ОЛИВЕР. Розово-золотистый, вроде Тимоти, но по-другому, совсем иначе! Тимоти — грубый, основательный столб; Оливер — свечка. Невероятные лицо и тело кинозвезды: шесть футов три дюйма, широченные плечи, узкие бедра. Идеальные пропорции. Тип сильного, молчаливого человека. Красив, знает об этом и плевать хотел на свою красоту. Мальчик с канзасской фермы, черты открытые и простодушные. Очень светлые, почти белые, длинные волосы. Со спины похож на крупную девушку, если не считать талии. Мышцы у него не такие рельефные, как у Тимоти: они у него плоские и длинные. Никто не заблуждается насчет деревенской флегматичности Оливера. За мягкостью взгляда его холодных голубых глаз кроется неукротимый дух. То, что у него творится в голове, можно сравнить с бурлящей городской жизнью Нью-Йорка, и планы он вынашивает честолюбивые. И все же от него исходят волны какого-то благородства. Если бы я только мог очиститься в этом ослепительном сиянии. Если б я только мог.
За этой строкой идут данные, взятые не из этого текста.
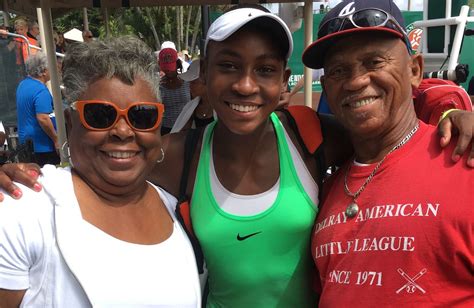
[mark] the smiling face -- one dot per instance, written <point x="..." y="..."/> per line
<point x="368" y="81"/>
<point x="244" y="75"/>
<point x="118" y="159"/>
НАШ ВОЗРАСТ. Тимоти в феврале исполнялось 22 года. Мне — 21, 5. Оливеру в январе стукнул 21. Эли — 20, 5.
Тимоти: Рыба.
Я: Скорпион.
Оливер: Козерог.
Эли: Дева.
5. ОЛИВЕР
Я предпочитаю сам вести машину. За рулем я просидел десять и двенадцать часов подряд. Я понимаю так, что мне гораздо безопаснее вести самому, чем доверять это другому, поскольку никто больше меня не заинтересован в сохранении моей жизни. Некоторые водители, как мне кажется, просто призывают смерть — ради острых ощущений или, как мог бы сказать Нед, ради эстетики смерти. К черту все это. На всем белом свете для меня нет ничего более священного, чем жизнь Оливера Маршалла, и я хочу максимально контролировать ситуации, когда речь идет о жизни и смерти. Поэтому я стараюсь как можно дольше вести машину. До сих пор вел только я, хоть это и машина Тимоти. Тимоти — другое дело: ему лучше, чтобы его везли, а не вести самому. Полагаю, что это проявление классового сознания. Эли вообще не умеет водить. Так что остаемся только мы с Недом. Нед да я всю дорогу до Аризоны, а изредка за рулем посидит и Тимоти. По правде говоря, меня пугает одна мысль о том, чтобы доверить свою шкуру Неду. А не оставить ли все как есть: нога на газе, и все дальше и дальше в ночь? Завтра во второй половине дня мы могли бы добраться до Чикаго. Поздно ночью — до Сент-Луиса. До Аризоны — послезавтра. И начнем рыскать в поисках Дома Черепов Эли. Я хочу стать добровольцем на бессмертие. Я готов, я полностью настроился, я безоговорочно верю Эли. Боже, я верю! Я хочу верить. Передо мной открывается все будущее. Я увижу звезды. Я буду странствовать между мирами. Капитан Будущее из Канзаса. А эти психи хотят сначала остановиться в Нью-Йорке на ночь, провести вечер в баре! Их ждет вечность, а они, видите ли, не могут обойтись без «Максвелле Плам»! Хотел бы я им сказать, что я о них думаю. Но нужно быть терпеливым. Не хочу, чтобы они надо мной смеялись. Не хочу, чтобы они подумали, будто я потерял голову из-за Аризоны и этих черепов. Первая авеню, приехали.